Atomic decompositions for Hardy spaces related to Schr\"odinger operators

Let L_U = -Delta+U be a Schr\"odinger operator on R^d, where U\in L^1_{loc}(R^d) is a non-negative potential and d\geq 3. The Hardy space H^1(L_U) is defined in terms of the maximal function for the semigroup K_{t,U} = exp(-t L_U), namely H^1(L_U) = {f\in L^1(R^d): \|f\|_{H^1(L_U)}:= \|sup_{t>0} |K_{t,U} f| \|_{L^1(R^d)} < \infty. Assume that U=V+W, where V\geq 0 satisfies the global Kato condition sup_{x\in R^d} \int_{R^d} V(y)|x-y|^{2-d} < \infty. We prove that, under certain assumptions on W\geq 0, the space H^1(L_U) admits an atomic decomposition of local type. An atom a for H^1(L_U) is either of the form a(x)=|Q|^{-1}\chi_Q(x), where Q are special cubes determined by W, or a satisfies the cancellation condition \int a(x)w(x) dx = 0, where w is an (-Delta+V)-harmonic function given by w(x) = lim_{t\to \infty} K_{t,V} 1(x).

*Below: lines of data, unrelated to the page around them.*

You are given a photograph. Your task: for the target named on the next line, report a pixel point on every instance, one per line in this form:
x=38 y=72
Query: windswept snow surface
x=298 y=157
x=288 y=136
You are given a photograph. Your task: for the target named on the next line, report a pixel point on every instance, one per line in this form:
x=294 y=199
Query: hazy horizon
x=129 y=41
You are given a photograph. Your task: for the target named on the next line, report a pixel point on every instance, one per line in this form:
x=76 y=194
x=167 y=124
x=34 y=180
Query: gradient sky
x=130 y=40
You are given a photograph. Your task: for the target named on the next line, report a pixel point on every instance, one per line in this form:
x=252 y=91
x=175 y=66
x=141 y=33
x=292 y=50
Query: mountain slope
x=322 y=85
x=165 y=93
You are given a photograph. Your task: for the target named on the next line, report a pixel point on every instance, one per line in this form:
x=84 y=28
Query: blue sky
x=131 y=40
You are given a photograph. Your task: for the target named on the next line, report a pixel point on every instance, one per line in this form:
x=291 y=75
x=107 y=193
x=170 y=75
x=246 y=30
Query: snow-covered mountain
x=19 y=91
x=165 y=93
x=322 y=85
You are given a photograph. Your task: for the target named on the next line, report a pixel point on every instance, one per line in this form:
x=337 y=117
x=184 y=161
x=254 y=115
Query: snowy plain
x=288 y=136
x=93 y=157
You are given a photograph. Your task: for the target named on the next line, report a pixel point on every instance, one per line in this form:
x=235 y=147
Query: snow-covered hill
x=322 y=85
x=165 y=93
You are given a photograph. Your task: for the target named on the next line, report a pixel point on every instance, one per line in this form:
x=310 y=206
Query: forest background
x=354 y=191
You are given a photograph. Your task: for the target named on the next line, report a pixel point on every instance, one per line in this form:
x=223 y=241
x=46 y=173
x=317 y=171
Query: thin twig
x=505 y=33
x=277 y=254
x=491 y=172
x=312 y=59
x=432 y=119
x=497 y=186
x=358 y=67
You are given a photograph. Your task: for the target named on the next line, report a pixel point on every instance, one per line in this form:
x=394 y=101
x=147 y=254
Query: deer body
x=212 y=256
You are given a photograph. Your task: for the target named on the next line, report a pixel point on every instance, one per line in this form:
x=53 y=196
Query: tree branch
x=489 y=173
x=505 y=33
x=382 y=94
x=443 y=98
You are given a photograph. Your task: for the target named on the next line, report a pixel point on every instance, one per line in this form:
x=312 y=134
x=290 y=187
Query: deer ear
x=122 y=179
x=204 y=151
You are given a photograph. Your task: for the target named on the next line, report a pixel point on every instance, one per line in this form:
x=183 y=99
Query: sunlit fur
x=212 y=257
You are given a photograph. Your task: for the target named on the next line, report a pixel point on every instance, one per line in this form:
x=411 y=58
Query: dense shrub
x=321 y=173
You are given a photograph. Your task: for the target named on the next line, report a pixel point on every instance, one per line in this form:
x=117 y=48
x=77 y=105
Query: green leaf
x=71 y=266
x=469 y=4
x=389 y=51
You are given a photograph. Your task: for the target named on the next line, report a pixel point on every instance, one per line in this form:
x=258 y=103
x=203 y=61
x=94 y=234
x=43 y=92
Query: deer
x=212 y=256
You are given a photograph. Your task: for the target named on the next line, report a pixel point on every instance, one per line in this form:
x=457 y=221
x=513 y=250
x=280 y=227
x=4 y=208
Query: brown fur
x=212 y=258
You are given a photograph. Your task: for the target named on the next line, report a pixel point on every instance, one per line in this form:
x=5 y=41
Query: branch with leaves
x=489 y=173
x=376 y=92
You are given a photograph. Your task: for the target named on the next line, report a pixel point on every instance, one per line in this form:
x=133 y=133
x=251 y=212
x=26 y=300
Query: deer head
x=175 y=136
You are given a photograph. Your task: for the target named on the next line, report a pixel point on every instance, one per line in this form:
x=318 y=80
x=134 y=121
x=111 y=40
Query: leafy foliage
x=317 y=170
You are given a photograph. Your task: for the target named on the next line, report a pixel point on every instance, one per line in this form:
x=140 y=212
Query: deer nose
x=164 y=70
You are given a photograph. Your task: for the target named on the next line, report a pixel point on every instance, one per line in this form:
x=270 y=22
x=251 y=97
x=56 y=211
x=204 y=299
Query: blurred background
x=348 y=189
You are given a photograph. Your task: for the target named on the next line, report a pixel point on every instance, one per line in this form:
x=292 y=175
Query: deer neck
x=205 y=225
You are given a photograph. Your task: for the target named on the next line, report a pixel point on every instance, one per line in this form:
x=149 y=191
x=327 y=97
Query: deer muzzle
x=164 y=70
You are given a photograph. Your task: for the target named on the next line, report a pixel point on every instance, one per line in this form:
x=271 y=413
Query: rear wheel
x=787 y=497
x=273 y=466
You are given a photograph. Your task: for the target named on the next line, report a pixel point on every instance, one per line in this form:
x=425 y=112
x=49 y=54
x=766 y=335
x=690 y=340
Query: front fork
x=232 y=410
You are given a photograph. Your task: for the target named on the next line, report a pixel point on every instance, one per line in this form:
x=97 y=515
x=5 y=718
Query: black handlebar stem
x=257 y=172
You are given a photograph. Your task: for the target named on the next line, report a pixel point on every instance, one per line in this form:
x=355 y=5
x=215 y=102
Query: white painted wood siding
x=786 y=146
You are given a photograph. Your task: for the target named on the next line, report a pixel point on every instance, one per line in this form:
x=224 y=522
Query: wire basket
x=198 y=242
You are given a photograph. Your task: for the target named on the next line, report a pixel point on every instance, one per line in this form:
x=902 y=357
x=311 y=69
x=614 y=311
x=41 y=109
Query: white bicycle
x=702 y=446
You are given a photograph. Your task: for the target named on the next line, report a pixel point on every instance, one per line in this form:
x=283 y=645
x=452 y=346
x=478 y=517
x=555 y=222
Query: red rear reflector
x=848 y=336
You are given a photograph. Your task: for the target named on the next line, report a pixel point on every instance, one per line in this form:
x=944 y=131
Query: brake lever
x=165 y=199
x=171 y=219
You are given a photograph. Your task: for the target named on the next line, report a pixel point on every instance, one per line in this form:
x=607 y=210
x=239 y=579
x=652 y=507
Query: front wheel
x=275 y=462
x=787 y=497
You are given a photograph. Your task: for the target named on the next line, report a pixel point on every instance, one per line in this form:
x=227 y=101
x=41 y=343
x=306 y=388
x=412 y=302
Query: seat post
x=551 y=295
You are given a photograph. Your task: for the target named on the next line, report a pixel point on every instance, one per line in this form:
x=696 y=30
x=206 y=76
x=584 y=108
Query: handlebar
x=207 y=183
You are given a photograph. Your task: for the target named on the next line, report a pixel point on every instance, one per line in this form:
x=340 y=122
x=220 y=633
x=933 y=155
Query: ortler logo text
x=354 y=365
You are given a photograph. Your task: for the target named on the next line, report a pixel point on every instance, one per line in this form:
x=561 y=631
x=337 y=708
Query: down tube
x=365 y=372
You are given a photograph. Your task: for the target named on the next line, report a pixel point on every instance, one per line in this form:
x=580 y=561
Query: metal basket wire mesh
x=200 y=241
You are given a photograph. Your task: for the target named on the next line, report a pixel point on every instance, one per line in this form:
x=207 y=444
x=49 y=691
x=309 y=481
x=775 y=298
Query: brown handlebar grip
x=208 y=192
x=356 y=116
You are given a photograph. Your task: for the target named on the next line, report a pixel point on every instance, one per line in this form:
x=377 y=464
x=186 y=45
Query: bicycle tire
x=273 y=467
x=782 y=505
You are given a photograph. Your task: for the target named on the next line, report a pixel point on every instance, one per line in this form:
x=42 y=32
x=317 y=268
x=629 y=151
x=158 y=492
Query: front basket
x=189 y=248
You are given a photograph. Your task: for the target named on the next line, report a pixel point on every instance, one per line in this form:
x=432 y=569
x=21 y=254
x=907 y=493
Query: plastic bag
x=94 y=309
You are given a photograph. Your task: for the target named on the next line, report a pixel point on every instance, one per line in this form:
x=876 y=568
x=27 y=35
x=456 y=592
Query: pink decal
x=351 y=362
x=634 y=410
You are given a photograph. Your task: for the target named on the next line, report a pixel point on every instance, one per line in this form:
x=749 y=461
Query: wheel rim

Furthermore, we show that, in some cases, the cancellation condition \int_{R^d} a(x)w(x) dx = 0 can be replaced by the classical one \int_{R^d} a(x) dx = 0. However, we construct another example, such that the atomic spaces with these two cancellation conditions are not equivalent as Banach spaces.